Many Democrats were already uncomfortable with Obama's budget, which promises to
cut the deficit to $533 billion in five years. The CBO says the red ink for that year will
total $672 billion.

The worsening economy is responsible for the even deeper fiscal mess inherited by
Obama. As an illustration, CBO says that the deficit for the current budget year, which
began Oct. 1, will top $1.8 trillion, $93 billion more than foreseen by the White House.
The 2009 deficit, fueled by the $700 billion Wall Street bailout and diving tax revenues
stemming from the worsening recession, is four times the previous $459 billion record set
just last year.

The CBO's estimate for 2010 is worse as well, with a deficit of almost $1.4 trillion
expected under administration policies, about $200 billion more than predicted by
Obama.

By the end of the decade, the deficit under Obama's blueprint would go back up to $1.2
trillion.

Democrats in Congress are readying Obama's budget for preliminary votes next week,
and they promise to cut the deficit in half within five years.

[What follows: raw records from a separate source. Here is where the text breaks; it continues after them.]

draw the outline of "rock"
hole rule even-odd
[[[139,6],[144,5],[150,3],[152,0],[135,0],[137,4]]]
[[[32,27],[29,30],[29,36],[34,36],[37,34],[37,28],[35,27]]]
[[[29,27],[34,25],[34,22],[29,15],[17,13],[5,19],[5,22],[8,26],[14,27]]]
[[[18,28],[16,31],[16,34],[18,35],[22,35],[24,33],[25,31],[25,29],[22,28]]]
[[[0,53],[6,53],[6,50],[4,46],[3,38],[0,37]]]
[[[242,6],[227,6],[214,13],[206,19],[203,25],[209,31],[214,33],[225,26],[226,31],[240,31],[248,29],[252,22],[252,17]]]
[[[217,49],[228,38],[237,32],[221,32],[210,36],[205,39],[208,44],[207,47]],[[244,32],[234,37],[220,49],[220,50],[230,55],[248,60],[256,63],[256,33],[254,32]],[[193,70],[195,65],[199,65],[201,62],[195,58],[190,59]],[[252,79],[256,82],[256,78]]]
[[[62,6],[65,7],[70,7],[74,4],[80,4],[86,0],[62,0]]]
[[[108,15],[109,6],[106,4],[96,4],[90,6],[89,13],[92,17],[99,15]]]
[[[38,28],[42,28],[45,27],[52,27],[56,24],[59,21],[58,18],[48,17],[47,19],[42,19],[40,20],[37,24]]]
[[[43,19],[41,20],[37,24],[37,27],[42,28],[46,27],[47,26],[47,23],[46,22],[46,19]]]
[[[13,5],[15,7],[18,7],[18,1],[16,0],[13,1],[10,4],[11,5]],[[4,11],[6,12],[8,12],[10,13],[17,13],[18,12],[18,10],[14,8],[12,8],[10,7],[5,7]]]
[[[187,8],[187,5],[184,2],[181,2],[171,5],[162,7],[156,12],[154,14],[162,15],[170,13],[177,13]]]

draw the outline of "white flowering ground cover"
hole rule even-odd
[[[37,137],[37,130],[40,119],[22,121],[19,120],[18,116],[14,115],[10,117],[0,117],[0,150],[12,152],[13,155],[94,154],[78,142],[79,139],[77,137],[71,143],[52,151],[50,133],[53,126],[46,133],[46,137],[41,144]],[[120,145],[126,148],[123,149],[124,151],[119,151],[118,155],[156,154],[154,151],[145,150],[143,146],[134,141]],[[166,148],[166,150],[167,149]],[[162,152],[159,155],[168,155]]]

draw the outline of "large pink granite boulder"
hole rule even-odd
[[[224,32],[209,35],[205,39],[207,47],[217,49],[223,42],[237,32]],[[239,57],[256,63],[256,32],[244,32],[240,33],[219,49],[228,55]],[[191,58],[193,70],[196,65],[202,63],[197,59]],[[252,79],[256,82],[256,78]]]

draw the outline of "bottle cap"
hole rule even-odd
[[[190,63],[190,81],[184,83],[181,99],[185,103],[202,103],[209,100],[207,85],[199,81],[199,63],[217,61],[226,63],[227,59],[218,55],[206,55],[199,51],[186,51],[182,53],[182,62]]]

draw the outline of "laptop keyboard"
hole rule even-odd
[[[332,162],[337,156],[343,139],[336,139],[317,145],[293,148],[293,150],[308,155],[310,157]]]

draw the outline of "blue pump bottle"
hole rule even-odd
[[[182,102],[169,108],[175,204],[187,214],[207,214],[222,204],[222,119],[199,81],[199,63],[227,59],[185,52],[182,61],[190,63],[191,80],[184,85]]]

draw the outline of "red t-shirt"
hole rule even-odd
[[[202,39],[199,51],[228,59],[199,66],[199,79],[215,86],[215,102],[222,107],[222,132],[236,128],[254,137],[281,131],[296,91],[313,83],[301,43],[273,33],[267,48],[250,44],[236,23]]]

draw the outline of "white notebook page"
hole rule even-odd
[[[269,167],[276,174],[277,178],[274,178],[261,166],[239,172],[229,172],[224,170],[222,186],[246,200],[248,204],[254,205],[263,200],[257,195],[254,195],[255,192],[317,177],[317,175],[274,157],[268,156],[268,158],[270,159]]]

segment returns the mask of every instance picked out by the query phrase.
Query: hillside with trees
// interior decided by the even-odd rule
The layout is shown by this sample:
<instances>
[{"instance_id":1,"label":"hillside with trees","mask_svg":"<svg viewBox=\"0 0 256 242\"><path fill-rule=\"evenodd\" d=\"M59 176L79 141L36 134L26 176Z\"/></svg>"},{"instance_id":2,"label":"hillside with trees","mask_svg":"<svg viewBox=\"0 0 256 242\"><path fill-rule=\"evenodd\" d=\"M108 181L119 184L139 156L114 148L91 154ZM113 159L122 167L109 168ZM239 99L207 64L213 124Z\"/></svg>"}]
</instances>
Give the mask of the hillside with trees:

Democrats are likely to curb somewhat Obama's request for a 9 percent increase in nondefense
agency budgets.

Obama's $3.6 trillion budget for the 2010 fiscal year beginning Oct. 1 contains ambitious
programs to overhaul the U.S. health care system and initiate new "cap-and-trade" rules
to combat global warming.

Both initiatives involve raising federal revenues sharply higher, but those dollars
wouldn't be used to defray the burgeoning deficit.

Republicans say Obama's budget plan taxes, spends and borrows too much, and they've
been sharply critical of his $787 billion economic stimulus measure and a just-passed
$410 billion omnibus spending bill that awarded big increases to domestic agency
budgets.

The administration says it inherited deficits totaling $9 trillion over the next decade and
that its budget plan cuts $2 trillion from those deficits. But most of those spending
reductions come from reducing overseas costs for the war in Iraq.